Viel wichtiger ist dabei jedoch, dass nicht nur Art. 3 Abs. 1 GG verletzt wird, sondern ebenfalls das Recht auf Berufsfreiheit gemäß Art. 12 Abs. 1 GG.

 

Hervorzuheben ist, dass § 16 IfSG eine Ermächtigungsgrundlage für den Eingriff in die Grundrechte der Unverletzlichkeit der Wohnung, der Freizügigkeit und allgemeinen Handlungsfreiheit schafft. Einen Eingriff in die Berufsfreiheit sieht daher bereits das Infektionsschutzgesetz nicht vor.

 

Zum anderen sind die Schließungen nicht verhältnismäßig. In der Vergangenheit hat sich bereits gezeigt, dass in den geschlossen Dienstleistungsbetrieben, wie Nagelstudios, aber auch Restaurants, eine Infektion mit dem Covid-19-Virus kaum bis nicht vorlag.

 

Es bestehen zudem Hygienekonzepte, welche eingehalten werden. Diese Hygienekonzepte werden auch in anderen Betriebsbereichen, wie dem Einzelhandel, welcher nicht untersagt wurde, umgesetzt und für ausreichend empfunden, um die Ausbreitung der Virus weiter einzudämmen.
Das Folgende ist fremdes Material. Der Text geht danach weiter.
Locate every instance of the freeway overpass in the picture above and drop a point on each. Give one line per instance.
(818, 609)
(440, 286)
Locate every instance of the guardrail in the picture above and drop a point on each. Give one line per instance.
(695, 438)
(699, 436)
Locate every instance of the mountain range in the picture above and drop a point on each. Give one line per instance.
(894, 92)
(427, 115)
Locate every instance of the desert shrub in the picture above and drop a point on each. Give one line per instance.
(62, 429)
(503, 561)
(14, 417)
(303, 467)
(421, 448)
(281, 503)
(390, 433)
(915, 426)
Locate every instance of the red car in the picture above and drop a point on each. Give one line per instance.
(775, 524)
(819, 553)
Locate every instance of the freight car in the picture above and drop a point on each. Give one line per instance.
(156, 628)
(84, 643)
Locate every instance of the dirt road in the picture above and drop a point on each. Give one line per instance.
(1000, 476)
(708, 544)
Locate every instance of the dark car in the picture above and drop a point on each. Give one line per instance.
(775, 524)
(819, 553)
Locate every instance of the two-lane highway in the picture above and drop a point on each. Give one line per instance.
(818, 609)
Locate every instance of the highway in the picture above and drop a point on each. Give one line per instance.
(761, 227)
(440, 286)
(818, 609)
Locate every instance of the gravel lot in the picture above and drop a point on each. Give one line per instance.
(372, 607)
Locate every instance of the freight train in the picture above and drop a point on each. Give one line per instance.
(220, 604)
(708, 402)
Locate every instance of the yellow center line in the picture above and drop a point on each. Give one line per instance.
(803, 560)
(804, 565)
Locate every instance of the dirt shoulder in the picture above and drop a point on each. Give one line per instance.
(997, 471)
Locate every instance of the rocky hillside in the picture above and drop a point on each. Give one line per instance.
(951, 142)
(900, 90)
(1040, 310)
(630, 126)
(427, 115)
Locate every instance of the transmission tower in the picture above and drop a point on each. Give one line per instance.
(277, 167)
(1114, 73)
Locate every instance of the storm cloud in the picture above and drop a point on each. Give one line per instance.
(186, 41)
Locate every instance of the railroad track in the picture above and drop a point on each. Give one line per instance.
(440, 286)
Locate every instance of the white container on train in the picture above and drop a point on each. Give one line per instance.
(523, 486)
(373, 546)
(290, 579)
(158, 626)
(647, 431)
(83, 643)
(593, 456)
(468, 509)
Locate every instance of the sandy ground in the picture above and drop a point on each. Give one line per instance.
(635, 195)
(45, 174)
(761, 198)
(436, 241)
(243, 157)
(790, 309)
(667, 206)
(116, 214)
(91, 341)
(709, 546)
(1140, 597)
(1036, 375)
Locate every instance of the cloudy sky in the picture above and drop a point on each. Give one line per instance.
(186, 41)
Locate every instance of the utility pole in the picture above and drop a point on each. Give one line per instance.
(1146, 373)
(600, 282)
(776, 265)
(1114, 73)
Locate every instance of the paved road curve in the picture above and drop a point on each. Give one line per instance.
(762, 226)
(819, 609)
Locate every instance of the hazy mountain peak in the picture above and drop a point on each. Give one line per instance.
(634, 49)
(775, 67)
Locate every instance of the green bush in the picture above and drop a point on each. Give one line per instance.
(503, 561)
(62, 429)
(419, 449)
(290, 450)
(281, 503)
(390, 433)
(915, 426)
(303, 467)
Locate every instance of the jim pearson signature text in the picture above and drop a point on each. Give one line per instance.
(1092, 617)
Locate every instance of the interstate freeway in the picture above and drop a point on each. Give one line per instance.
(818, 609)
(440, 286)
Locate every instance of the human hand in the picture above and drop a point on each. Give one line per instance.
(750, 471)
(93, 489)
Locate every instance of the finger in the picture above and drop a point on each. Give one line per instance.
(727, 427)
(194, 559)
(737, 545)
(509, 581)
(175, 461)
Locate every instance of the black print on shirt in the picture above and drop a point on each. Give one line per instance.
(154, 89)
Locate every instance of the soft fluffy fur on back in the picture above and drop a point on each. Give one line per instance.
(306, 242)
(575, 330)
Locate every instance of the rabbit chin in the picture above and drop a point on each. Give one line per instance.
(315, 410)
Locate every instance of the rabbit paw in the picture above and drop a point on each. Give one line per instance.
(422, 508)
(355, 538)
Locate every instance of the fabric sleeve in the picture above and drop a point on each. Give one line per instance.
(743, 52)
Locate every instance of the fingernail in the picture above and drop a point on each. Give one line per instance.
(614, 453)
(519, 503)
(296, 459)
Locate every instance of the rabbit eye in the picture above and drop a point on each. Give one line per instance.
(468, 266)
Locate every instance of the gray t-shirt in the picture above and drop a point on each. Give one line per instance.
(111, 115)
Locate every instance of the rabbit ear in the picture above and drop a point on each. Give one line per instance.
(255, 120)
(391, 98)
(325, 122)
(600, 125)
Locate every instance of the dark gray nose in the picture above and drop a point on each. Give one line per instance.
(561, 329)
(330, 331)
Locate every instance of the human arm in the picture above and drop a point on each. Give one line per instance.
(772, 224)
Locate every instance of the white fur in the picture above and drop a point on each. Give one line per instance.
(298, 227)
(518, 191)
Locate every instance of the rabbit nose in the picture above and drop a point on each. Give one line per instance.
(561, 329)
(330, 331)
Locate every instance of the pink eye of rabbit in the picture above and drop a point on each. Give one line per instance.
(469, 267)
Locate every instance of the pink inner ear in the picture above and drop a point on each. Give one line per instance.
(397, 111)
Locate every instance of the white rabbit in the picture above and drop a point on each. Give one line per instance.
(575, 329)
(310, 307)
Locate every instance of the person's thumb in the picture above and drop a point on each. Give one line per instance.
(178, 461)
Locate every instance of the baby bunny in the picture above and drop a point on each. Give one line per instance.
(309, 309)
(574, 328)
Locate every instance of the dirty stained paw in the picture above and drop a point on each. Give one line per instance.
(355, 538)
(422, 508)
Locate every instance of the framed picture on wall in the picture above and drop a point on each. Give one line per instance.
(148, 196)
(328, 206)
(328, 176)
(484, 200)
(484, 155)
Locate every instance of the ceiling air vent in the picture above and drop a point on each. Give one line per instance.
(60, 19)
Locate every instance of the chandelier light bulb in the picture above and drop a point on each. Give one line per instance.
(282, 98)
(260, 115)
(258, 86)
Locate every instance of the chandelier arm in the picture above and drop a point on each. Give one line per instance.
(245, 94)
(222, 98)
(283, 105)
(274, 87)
Dies gilt ebenfalls für Friseurbetriebe.

 

Warum sollte dies also nicht für andere Dienstleistungsbetriebe gelten?

Kann eine solche Differenzierung überhaupt vorgenommen werden?

 

Aus den vorgenannten Gründen dürfen bereits die ersten Betriebe, so Piercing- und Tattoostudios, im Saarland wieder öffnen, da die Verordnung wohl nicht rechtmäßig ist. Im Eilverfahren haben die Senate entschieden, dass bis zur endgültigen Klärung, die Betriebe wieder öffnen dürfen.

 

Bei dem Vorgenannten stellt sich jedoch die Frage: Hätten die Betriebe überhaupt geschlossen werden dürfen unter den Anforderungen des § 16 IfSG?

 

Die Antwort darauf ist klar: Nein!

Denn die Umsetzung der Hygienekonzepte ist bei stringenter Einhaltung ausreichend genug, damit die Ausbreitung des Virus verhindert wird.